All of the methods will work. Going to the farthest one or doing the front first are based on SINGLE or DUAL master cylinders.
The bottom line is, have someone push the pedal.
Open the bleeder, when the fluid stops, close the bleeder, release the pedal. Repeat until NO air comes out. Move to the next wheel. Do all 4 even if you only did a front or back job.
There are ONE MAN bleeders that do OK. There is a tool called a MYTI VAC that will allow you to suck the fluid out of the bleeder, thus removing the air. A fancy one man bleeder.

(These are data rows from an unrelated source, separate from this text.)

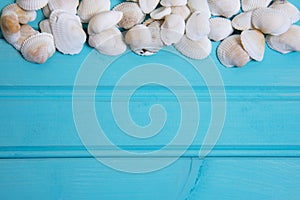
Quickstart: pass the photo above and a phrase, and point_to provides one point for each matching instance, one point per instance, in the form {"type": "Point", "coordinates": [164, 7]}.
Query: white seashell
{"type": "Point", "coordinates": [270, 21]}
{"type": "Point", "coordinates": [89, 8]}
{"type": "Point", "coordinates": [183, 11]}
{"type": "Point", "coordinates": [132, 14]}
{"type": "Point", "coordinates": [67, 32]}
{"type": "Point", "coordinates": [231, 53]}
{"type": "Point", "coordinates": [199, 5]}
{"type": "Point", "coordinates": [248, 5]}
{"type": "Point", "coordinates": [148, 6]}
{"type": "Point", "coordinates": [67, 6]}
{"type": "Point", "coordinates": [286, 42]}
{"type": "Point", "coordinates": [288, 8]}
{"type": "Point", "coordinates": [242, 21]}
{"type": "Point", "coordinates": [160, 13]}
{"type": "Point", "coordinates": [104, 20]}
{"type": "Point", "coordinates": [32, 4]}
{"type": "Point", "coordinates": [194, 49]}
{"type": "Point", "coordinates": [38, 48]}
{"type": "Point", "coordinates": [172, 29]}
{"type": "Point", "coordinates": [109, 42]}
{"type": "Point", "coordinates": [220, 28]}
{"type": "Point", "coordinates": [168, 3]}
{"type": "Point", "coordinates": [225, 8]}
{"type": "Point", "coordinates": [253, 42]}
{"type": "Point", "coordinates": [197, 26]}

I bleed the caliper/cylinder I just replaced until I get clean, clear fluid. Then I do each wheel. After all are done, I double check each wheel. I usually double check again in a day or two. I am anal about brakes as they are the single most important system on your vehicle. I also use Valvoline ABS Brake Fluid that exceeds DOT 3 and DOT 4 specs. I figure me and my family are worth the extra $$$.
|09-08-2005 03:47 PM|
|steve t||bleed brake to no more air is coming out of each wheel cylinder, you may have to pump brake petal with foot a little bit, do this several times on each wheel by open and closeing bleeder screw|
|09-08-2005 03:02 PM|
How to bleed brakes?
Here I go again, and yes I did a search and it confused me. Allright so I need to bleed the brakes on my '50 but I'm not quite sure how. I always thought that I had to start with the bleeder screw furthest away from the master cylinder and work my way towards the closest one. But then in a search I read that you bleed brakes front to back, not back to front the wheel cyinder furthest away from the MC is the back right one, then back left one, then front right one, then front left one. Is that how I do it? Or what does "front to back" mean then?
Now I have my bleeder screw tight open it. I get my dad to push down on the brake pedal right? Should he push it all the way to the bottom? Thats what I thought, but the search I made said that it should only be pushed down as far as you would with regular driving Now how long do I wait before tightening the screw again, until there is no fluids coming out anymore? Then I tighten it and release pedal AFTER tightening right? Repead procedure on all 4 brakes and fill up the MC with new brake fluid.